In den Städten Ankara, Adana und Antalya gab es ähnliche Kundgebungen. In der Millionenmetropole Izmir an der türkischen Ägäisküste schritten nach Angaben der Frauenrechts-Organisation Nar Women's Solidarity wieder Sicherheitskräfte ein und nahmen zehn Frauen fest.
Die Istanbul-Konvention des Europarats aus dem Jahr 2011 zur Verhütung von Gewalt gegen Frauen ist das weltweit erste verbindliche Abkommen dieser Art. Es soll einen europaweiten Rechtsrahmen schaffen. Auch Deutschland hat die Istanbul-Konvention ratifiziert.
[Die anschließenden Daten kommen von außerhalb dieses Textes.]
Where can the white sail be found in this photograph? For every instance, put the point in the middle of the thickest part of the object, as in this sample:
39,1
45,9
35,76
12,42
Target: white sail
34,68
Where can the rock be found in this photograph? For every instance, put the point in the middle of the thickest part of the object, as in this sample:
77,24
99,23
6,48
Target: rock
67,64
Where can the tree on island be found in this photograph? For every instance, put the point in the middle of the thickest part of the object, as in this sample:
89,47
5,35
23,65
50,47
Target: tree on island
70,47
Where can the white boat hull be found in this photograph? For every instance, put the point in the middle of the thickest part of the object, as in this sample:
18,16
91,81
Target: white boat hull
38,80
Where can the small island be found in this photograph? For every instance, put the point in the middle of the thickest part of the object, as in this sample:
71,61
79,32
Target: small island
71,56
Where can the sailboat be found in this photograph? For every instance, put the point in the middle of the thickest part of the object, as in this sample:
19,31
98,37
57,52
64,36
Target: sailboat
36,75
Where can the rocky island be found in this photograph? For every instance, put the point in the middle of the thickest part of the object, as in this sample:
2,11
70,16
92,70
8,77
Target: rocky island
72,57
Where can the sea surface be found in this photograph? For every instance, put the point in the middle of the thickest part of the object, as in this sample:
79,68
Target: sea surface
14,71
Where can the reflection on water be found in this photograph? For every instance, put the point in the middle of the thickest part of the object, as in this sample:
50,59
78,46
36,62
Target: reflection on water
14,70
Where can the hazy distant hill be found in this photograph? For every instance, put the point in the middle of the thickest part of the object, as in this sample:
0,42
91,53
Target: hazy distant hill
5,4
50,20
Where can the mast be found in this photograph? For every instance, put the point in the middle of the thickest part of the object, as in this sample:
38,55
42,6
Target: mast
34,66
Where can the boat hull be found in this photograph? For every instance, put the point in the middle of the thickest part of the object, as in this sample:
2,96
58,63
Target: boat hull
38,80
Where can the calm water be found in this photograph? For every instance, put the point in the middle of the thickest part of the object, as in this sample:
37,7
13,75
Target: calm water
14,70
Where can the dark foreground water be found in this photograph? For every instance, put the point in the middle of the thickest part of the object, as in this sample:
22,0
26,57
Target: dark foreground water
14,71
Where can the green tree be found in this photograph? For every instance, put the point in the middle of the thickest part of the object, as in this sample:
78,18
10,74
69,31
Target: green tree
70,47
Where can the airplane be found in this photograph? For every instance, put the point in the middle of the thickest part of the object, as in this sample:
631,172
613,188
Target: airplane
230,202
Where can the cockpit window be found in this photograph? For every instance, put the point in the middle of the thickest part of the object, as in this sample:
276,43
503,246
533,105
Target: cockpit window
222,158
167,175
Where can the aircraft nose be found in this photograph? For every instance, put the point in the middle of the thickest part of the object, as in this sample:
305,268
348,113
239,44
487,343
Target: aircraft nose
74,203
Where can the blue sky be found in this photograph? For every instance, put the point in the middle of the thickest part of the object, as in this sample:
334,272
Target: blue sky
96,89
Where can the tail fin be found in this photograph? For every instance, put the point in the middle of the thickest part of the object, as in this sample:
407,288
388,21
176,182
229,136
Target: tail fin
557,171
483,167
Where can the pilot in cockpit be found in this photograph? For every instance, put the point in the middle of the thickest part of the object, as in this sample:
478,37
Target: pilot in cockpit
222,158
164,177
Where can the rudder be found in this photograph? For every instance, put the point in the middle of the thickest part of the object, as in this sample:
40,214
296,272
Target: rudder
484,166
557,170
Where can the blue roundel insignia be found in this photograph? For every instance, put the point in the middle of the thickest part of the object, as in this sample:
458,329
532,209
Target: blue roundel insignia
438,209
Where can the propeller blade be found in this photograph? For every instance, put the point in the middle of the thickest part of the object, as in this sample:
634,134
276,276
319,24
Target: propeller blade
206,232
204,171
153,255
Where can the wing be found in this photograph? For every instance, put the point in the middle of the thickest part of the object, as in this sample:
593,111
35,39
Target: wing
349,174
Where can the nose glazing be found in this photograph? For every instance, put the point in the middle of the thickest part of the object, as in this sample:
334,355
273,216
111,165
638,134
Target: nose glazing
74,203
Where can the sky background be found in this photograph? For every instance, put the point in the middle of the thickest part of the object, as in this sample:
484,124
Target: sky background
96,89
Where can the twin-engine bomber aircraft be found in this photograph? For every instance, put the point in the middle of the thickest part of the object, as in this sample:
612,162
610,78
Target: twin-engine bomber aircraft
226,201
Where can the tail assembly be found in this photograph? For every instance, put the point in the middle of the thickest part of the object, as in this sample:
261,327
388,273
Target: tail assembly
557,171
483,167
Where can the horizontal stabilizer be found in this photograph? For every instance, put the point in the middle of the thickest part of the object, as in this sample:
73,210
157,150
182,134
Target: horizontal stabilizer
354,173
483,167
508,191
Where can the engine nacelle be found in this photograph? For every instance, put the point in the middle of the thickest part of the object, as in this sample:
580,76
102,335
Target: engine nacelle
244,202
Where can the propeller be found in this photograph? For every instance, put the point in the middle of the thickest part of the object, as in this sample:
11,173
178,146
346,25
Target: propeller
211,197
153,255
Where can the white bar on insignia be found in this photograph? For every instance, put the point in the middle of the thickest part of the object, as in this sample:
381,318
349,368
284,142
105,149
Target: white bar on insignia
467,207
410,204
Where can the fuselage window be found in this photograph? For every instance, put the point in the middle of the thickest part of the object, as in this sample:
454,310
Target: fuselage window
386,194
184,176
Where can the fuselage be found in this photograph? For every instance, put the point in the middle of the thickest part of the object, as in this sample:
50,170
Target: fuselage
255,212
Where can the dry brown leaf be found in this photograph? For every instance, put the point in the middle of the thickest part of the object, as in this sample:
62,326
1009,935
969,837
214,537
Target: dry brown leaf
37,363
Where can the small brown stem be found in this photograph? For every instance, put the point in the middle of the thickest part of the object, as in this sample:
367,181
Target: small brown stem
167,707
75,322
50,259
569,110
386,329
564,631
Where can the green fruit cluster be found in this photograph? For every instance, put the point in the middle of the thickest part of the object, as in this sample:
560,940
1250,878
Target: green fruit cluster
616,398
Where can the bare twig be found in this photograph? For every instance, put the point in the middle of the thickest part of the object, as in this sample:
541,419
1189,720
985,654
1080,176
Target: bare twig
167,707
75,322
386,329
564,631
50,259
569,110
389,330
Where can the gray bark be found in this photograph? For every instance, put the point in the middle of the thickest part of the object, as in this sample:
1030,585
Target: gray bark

In der Türkei ist Gewalt gegen Frauen weit verbreitet. Frauenrechtsgruppen werfen den Behörden immer wieder vor, das entsprechende Gesetz nicht umzusetzen, das nach der Ratifizierung durch Ankara 2012 erlassen worden war. Damit seien Frauen häufig schutzlos der Gewalt durch ihre Partner, Ehemänner oder Verwandten ausgesetzt.
Die Demonstrationen der Frauen hatten im Juli begonnen, nachdem Mitglieder der regierenden islamisch-konservativen AKP-Partei das Abkommen als "falsch" bezeichnet und einen möglichen Austritt angedeutet hatten. Der Mord an der 27-jährigen Studentin Pinar Gültekin befeuerte die Proteste gegen Femizide (Frauenmorde) noch einmal. Im vergangenen Jahr wurden in der Türkei laut der Plattform "Wir werden Frauenmorde stoppen" 474 Frauen von Männern getötet.
Das Thema ist im Land umstritten. Selbst die Familie von Präsident Recep Tayyip Erdogan scheint in der Sache gespalten. Seine Tochter Sümeyye ist Vize-Vorsitzende einer Organisation, die die Istanbul-Konvention unterstützt. Sein Sohn Bilal gehört einer Vereinigung an, die sich gegen das Abkommen ausspricht.